Maggie eased back in his arms. Sometimes it seemed to her that his face was just two immense burning eyes. “What do I give you, David?”
He looked surprised. “You know me. No one else on this earth knows me except you. You live inside my head, my guts, sometimes I don’t know where you leave off and I begin or who thought what. We recognized one another that first night, remember? It didn’t take more than a couple of minutes and I knew who you were, what you could mean.” He shook her gently. “Shit, Maggie, maybe there’s some other language that has words for it.”
She knew that it was nearly time for her to go. “I want us to work together,” she said, grasping for something they could both look forward to. “If you’re just polishing now, couldn’t I be there at your desk?”

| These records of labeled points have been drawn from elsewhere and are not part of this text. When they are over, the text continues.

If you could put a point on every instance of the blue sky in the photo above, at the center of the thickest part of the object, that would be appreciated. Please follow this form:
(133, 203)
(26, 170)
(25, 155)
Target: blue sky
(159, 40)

“I’d like that. But when is it going to be?”
Now came the excruciating part. Matthew’s mother was due this evening. It would be difficult to get away. “I don’t think I can come again until a week from tomorrow.”
“Oh.”
“It’s my mother-in-law. Sometimes she hovers and sometimes she ignores me totally. I can never predict which it’s going to be.”
“Will you call me if you can come before?”
“Yes. David, I hate this more than anything.”
“I know.”
On the way across town, Maggie put her hands to her face and took a deep breath. After she had been with David, her fingers always had the clean dry scent of stone dust.
“Hello, my darling!” Rhoda Hollander threw her arms around Matthew’s neck. Maggie watched him flinch. The older woman pulled back and examined her son’s face. “But a trifle peaked, n’est-ce pas?”